New York State Court of Claims
May 27, 2015
# 2015-015-057 (N.Y. Ct. Cl. May. 27, 2015)

Opinion

# 2015-015-057 Claim No. 125470 Motion No. M-86299

05-27-2015

JEDA CAPITAL-LENOX, LLC v. THE STATE OF NEW YORK

Camardo Law Firm. P.C. By: Justin T. Huffman, Esq. 127 Genesee Street Auburn, New York 13021 Hon. Eric T. Schneiderman, Attorney General By: Brett R. Eby, Esq. Assistant Attorney General The Capitol Albany, NY 12224


Synopsis

Breach of contract cause of action was dismissed for failure to state a cause of action. Cause of action for de facto taking was dismissed for failing to meet pleading requirements of Court of Claims Act § 11 (b).

Case information


UID:

2015-015-057

Claimant(s):

JEDA CAPITAL-LENOX, LLC

Claimant short name:

JEDA CAPITAL

Footnote (claimant name) :

Defendant(s):

THE STATE OF NEW YORK

Footnote (defendant name) :

The caption is amended sua sponte to reflect the only properly named defendant.

Third-party claimant(s):

Third-party defendant(s):

Claim number(s):

125470

Motion number(s):

M-86299

Cross-motion number(s):

Judge:

FRANCIS T. COLLINS

Claimant's attorney:

Camardo Law Firm. P.C. By: Justin T. Huffman, Esq. 127 Genesee Street Auburn, New York 13021

Defendant's attorney:

Hon. Eric T. Schneiderman, Attorney General By: Brett R. Eby, Esq. Assistant Attorney General The Capitol Albany, NY 12224

Third-party defendant's attorney:

Signature date:

May 27, 2015

City:

Saratoga Springs

Comments:

Official citation:

Appellate results:

See also (multicaptioned case)


Decision

Defendant moves to dismiss the instant claim pursuant to CPLR 3211 (a) (1), (2) and (7) on the grounds the claim was untimely filed and served, fails to state a cause of action, and fails to meet the pleading requirements of Court of Claims Act § 11 (b). The claim allegedly "arises from the acts or omissions of the defendant relating to a contract and/or permits for highway improvement work for NYS Route 365A in the City of Oneida, New York" (Claim at ¶ 6).
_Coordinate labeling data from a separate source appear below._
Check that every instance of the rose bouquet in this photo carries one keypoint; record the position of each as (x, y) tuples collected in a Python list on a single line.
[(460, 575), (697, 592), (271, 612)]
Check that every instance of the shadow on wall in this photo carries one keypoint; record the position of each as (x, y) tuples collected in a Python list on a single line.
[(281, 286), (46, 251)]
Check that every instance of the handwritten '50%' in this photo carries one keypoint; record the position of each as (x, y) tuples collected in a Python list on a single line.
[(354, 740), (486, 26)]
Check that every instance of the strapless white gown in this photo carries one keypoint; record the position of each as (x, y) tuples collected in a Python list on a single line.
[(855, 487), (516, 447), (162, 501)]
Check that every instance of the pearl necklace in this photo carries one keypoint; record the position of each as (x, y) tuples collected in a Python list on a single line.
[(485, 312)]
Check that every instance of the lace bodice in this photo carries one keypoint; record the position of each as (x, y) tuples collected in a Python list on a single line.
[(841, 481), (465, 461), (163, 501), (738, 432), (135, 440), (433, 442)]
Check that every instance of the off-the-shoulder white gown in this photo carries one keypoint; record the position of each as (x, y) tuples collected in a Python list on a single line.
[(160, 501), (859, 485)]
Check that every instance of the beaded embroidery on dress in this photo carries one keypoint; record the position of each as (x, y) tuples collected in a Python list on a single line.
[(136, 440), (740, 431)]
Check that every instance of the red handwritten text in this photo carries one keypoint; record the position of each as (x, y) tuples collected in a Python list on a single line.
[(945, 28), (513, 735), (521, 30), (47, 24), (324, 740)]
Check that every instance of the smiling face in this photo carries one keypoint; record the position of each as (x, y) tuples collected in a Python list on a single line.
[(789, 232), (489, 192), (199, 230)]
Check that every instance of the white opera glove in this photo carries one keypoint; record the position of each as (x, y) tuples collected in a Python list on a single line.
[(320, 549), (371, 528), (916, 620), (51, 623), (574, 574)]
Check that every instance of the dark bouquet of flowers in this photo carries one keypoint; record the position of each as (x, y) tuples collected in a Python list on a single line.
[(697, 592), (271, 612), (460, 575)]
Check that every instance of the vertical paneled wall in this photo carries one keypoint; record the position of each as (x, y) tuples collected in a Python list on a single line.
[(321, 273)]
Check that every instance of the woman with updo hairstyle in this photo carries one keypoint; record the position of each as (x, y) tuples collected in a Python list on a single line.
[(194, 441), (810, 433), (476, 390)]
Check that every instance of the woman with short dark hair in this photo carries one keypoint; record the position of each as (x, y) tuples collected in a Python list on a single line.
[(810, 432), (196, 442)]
According to the claim, filed on January 2, 2015, "[t]he place where the acts took place is Route 365A, Madison County, Oneida, New York, in the vicinity of 1200 Lowe's Drive, under various permits issued by the New York State Department of Transportation" (id. at ¶ 5). Claimant alleges that a performance bond in the total penal sum of $450,000 was issued by National Grange Mutual Insurance Company (National Grange). One bond was initially issued in the amount of $250,000 and a rider increasing the total penal sum to $450,000 was later issued (claimant's Exhibit 5). According to the allegations in the claim, the Department of Transportation (DOT) required either a second bond or a rider to the first bond "as a prerequisite for revising the construction schedule necessitated by delays in the issuance of highway work permits by the DOT and the subsequent shutdown of the asphalt concrete plants for winter" (Claim at ¶ 7 [A]). The claim states:

"That on August 19, 2008, the DOT gave [claimant] a Notice of Default with respect to Permit Number 02-06-0726, and represented that a demand has been tendered for the completion of the work, and for payment in full for actual costs incurred to secure such completion. It must be noted that the permit against which the Notice of Default was served was not the Highway Work Permit for which the Bond was required" (id.).

Claimant alleges that the Notice of Default was improper in that it related to work for which no bond was required. Nevertheless, claimant alleges that it reimbursed National Grange for the amounts it paid the State under the bonds ($450,000) plus attorneys' fees ($32,000) in the total amount of $482,000.

The claim next alleges that the claimant "entered into an 'Inspection and/or Supervision Payment Agreement for Highway Work Permits' with the DOT" in which it agreed to pay the DOT the amount of $370.00 per day for an estimated 60 work days of inspection time. According to the allegations in the claim, although the DOT Engineer's Daily Contract Diary reflects that only 44 work days were actually expended, it was charged $87,689.00 for this work in violation of the inspection agreement (Claim at ¶ 7 [A] [i]).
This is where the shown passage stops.